Several studies have used an enzyme-linked immunosorbent assay (ELISA) to measure PIVKA-II levels with a limited detection sensitivity of 0.1 to 0.2 AU/mL [23]. Consequently, the distribution of PIVKA-II levels below the detection sensitivity of an ELISA method remains to be investigated. Our study measured PIVKA-II levels using a chemiluminescent enzyme immunoassay (CLEIA) with a ≥ 1 mAU/mL sensitivity [24]. The high sensitivity of this CLEIA method allowed us to compare the coagulability of the two prophylactic regimens in ostensibly healthy newborns. A recent study measured PIVKA-II levels using an electrochemiluminescence immunoassay (ECLIA) in preterm low-birth-weight infants receiving prophylactic IM injection of VK [25]. The measured PIVKA-II values using this method ranged from 3 to 700 mAU/mL, which is comparable to our results. A CLEIA and ECLIA can thus be used to evaluate VK deficiency even in pathological newborns.

Several limitations associated with the present study warrant mention. The single-center setting and cohort design of this study limited the generalizability of the findings. The small sample size led to limited statistical power and produced an inevitable statistical difference in gestational age between the groups receiving the two regimens. Due to the technical difficulties associated with neonatal blood sampling, some samples were suspected of excessive coagulation and were excluded from the study. Proton sulfate testing should be utilized to confirm the absence of coagulation in samples before analysis. However, due to constraints in our testing environment, we resorted to using elevated D-dimer levels as a surrogate marker to screen for post-sampling coagulation. The observation that only eight samples were excluded at the one-month mark due to elevated D-dimer levels prompts important considerations regarding the natural variability of D-dimer in neonates. This pattern likely indicates the maturation and stabilization of the coagulation system in neonates over the first month of life [26]. Future research should explore improved blood sampling techniques, coagulation prevention measures, and methods for assessing coagulation in neonatal samples. The lack of a comparison with other prophylactic regimens, such as a single IM injection or daily oral administration, made it difficult to determine the superiority of the 13-time regimen over the others. A medical limitation in our country is that we cannot evaluate the long-term outcomes of healthy subjects beyond one month old.

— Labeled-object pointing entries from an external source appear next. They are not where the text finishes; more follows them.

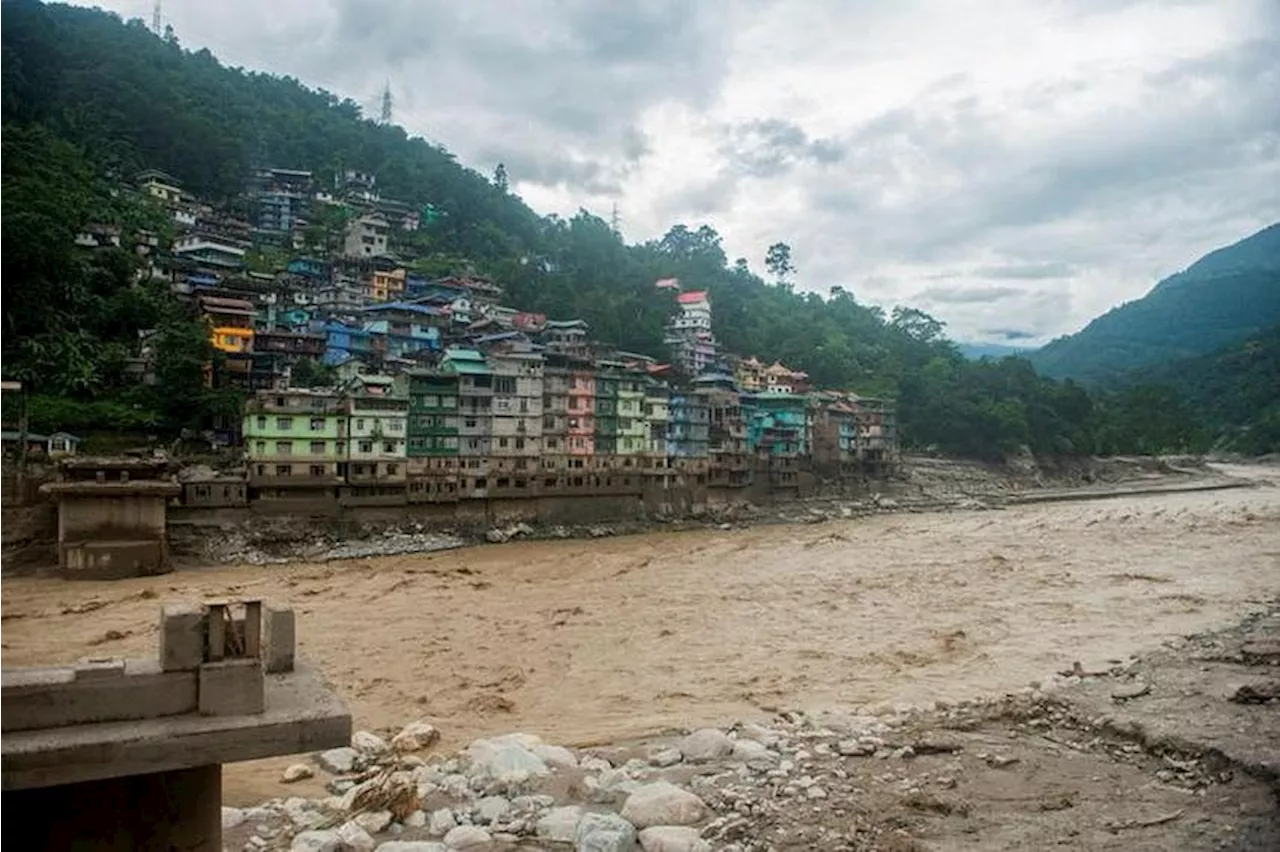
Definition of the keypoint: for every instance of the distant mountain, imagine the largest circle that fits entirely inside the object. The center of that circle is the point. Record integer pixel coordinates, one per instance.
(1225, 297)
(1234, 392)
(976, 351)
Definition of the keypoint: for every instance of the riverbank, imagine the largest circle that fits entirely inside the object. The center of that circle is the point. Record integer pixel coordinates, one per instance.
(924, 485)
(1174, 750)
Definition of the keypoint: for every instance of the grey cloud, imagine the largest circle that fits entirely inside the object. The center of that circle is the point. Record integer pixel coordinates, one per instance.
(1027, 271)
(771, 147)
(1008, 334)
(967, 294)
(553, 88)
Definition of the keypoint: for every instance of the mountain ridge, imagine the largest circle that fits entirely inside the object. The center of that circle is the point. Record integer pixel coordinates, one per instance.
(1225, 297)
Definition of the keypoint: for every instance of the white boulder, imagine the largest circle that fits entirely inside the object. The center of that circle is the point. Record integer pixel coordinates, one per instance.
(672, 838)
(705, 745)
(662, 804)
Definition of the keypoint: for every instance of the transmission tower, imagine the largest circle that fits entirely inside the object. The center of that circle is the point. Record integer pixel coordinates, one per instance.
(385, 115)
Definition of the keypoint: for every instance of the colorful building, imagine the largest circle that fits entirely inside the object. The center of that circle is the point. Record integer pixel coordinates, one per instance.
(295, 439)
(776, 424)
(376, 431)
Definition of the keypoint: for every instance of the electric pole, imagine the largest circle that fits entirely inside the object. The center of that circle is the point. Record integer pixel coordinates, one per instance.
(385, 117)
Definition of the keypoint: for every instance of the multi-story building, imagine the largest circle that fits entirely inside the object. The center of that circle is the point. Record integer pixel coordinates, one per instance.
(433, 436)
(366, 237)
(776, 424)
(749, 375)
(632, 426)
(295, 443)
(475, 417)
(581, 415)
(689, 334)
(557, 381)
(608, 378)
(376, 436)
(728, 459)
(517, 413)
(567, 338)
(688, 430)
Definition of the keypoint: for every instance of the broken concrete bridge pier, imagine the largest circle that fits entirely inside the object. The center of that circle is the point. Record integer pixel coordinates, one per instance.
(127, 755)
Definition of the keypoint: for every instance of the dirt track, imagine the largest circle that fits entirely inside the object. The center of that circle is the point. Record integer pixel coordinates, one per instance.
(594, 641)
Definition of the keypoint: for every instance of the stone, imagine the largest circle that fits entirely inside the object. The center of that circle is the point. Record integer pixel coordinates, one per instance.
(1128, 691)
(339, 761)
(232, 688)
(556, 756)
(416, 736)
(506, 760)
(490, 809)
(182, 637)
(316, 842)
(355, 838)
(374, 821)
(469, 838)
(604, 833)
(662, 804)
(672, 838)
(368, 742)
(296, 773)
(855, 749)
(440, 821)
(560, 824)
(666, 757)
(278, 640)
(705, 745)
(748, 750)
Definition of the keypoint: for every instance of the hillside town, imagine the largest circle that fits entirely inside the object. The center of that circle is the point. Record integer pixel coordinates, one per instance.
(433, 390)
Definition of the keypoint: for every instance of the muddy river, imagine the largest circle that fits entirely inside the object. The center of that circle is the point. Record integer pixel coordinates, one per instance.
(589, 641)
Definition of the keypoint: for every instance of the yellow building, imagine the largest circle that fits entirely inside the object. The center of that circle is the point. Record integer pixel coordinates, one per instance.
(232, 339)
(387, 287)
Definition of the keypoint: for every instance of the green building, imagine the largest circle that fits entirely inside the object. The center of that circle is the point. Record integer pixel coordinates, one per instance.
(433, 415)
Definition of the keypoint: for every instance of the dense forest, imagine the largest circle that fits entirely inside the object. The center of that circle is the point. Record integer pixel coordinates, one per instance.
(1221, 299)
(87, 100)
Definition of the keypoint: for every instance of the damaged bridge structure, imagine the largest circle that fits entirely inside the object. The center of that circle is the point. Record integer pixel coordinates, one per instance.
(122, 755)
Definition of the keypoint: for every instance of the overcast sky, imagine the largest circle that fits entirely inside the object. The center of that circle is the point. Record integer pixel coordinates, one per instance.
(1013, 166)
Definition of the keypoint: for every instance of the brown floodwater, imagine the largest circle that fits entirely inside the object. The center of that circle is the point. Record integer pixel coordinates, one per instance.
(589, 641)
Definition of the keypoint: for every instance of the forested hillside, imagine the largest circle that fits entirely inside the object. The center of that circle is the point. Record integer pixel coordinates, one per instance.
(87, 100)
(1235, 392)
(1225, 297)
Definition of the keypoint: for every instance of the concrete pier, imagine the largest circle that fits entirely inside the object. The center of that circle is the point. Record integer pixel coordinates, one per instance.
(127, 754)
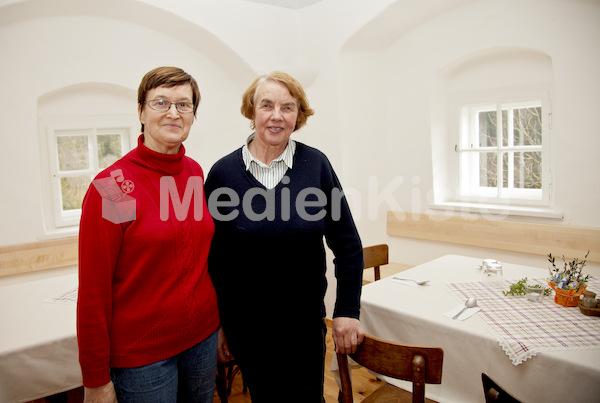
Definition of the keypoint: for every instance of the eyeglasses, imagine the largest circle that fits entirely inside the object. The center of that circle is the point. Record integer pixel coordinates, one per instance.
(162, 105)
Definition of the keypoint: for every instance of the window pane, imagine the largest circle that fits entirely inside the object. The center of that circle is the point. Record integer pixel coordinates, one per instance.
(504, 127)
(109, 149)
(488, 170)
(487, 129)
(528, 170)
(528, 126)
(72, 191)
(72, 153)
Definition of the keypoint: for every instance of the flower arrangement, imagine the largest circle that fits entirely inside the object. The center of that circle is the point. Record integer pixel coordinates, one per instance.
(568, 282)
(569, 277)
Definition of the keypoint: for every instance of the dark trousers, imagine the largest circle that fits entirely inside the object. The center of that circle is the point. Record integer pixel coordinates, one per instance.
(282, 364)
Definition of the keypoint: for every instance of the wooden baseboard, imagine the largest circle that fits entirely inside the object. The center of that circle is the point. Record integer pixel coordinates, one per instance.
(36, 256)
(512, 236)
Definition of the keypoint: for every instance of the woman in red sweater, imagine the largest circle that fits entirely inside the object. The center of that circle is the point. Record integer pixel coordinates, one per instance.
(147, 314)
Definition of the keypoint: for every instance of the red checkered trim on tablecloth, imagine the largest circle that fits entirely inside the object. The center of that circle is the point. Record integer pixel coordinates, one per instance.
(68, 297)
(524, 328)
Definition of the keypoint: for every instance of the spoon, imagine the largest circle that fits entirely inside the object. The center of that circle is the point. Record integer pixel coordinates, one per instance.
(414, 281)
(470, 303)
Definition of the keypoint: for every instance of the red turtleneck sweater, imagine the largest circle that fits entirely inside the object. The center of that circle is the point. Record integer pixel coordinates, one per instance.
(144, 290)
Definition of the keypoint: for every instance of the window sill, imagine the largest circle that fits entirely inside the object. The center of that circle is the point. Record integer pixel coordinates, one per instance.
(497, 209)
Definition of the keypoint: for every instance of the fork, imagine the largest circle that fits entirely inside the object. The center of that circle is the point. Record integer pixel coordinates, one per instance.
(414, 281)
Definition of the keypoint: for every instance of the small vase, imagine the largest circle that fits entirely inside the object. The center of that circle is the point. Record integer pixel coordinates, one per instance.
(566, 298)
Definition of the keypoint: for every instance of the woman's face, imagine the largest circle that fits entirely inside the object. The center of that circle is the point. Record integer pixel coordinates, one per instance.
(275, 114)
(165, 131)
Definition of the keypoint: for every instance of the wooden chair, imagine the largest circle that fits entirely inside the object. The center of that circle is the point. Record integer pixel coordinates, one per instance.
(494, 393)
(376, 256)
(418, 364)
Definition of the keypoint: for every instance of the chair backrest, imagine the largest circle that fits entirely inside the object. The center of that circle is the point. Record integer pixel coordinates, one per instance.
(494, 393)
(418, 364)
(375, 256)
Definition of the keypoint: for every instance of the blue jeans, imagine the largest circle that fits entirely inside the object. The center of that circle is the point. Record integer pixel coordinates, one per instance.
(187, 377)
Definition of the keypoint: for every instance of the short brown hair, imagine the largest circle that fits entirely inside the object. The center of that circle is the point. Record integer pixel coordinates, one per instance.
(293, 86)
(168, 77)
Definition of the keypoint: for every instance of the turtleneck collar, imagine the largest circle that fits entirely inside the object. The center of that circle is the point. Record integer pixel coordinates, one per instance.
(169, 163)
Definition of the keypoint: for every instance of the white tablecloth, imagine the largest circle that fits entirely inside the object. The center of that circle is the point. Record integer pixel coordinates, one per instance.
(38, 344)
(415, 315)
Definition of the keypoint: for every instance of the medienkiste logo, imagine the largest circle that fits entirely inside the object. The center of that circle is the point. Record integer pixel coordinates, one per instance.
(117, 206)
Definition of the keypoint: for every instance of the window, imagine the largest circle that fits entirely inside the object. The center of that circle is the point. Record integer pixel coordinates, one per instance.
(491, 134)
(501, 153)
(76, 156)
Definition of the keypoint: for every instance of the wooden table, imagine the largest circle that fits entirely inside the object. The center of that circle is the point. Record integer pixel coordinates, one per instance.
(395, 311)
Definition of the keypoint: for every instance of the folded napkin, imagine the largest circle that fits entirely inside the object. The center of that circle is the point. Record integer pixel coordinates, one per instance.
(465, 315)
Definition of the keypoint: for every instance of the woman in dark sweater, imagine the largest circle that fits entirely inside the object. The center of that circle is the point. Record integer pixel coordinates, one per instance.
(147, 314)
(274, 200)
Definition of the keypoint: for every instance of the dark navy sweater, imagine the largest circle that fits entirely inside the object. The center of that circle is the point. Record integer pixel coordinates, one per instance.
(267, 258)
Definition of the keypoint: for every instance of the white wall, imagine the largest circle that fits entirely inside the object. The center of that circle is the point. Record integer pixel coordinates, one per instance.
(392, 89)
(369, 69)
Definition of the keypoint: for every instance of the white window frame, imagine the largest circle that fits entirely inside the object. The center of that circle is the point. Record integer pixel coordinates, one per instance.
(525, 202)
(58, 220)
(469, 151)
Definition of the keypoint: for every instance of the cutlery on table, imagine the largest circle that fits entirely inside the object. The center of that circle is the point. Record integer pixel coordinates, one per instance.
(414, 281)
(469, 303)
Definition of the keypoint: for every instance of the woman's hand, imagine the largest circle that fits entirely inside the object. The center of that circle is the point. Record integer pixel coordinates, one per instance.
(102, 394)
(223, 353)
(347, 334)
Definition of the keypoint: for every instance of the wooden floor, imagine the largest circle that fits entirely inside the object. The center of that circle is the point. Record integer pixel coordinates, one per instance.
(363, 383)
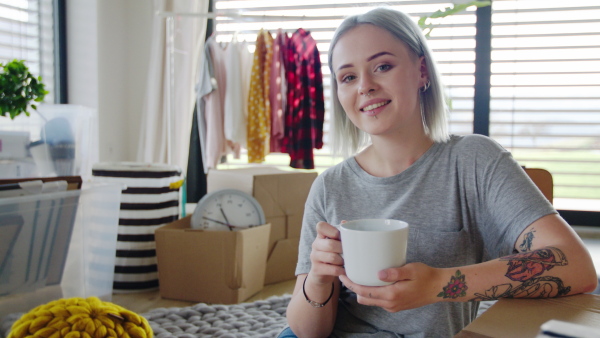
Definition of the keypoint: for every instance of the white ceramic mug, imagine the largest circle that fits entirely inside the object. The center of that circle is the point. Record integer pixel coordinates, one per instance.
(372, 245)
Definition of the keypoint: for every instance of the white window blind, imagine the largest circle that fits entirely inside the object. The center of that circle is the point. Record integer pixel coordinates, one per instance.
(27, 33)
(452, 42)
(545, 92)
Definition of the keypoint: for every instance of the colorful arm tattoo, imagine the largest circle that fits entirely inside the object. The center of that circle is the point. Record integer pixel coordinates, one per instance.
(526, 268)
(456, 288)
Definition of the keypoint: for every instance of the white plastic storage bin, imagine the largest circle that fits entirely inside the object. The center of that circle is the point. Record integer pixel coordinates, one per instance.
(57, 140)
(58, 245)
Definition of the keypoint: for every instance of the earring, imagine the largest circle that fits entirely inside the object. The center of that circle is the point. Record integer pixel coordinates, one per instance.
(423, 118)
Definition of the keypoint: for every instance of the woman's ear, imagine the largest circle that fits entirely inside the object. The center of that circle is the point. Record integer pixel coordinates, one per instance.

Furthermore, the improvements in PT-INR and PIVKA-II values during the neonatal period did not reduce actual bleeding events in infancy and childhood.

The present study evaluated coagulability during the first month of life in healthy subjects receiving the 3- and 13-time prophylactic regimens and added biological evidence concerning weekly oral dosing. Further large-sampled, long-time cohorts may highlight the effectiveness and safety of these regimens for preventing VKDB in late infancy and infants with underlying hepatointestinal disabilities.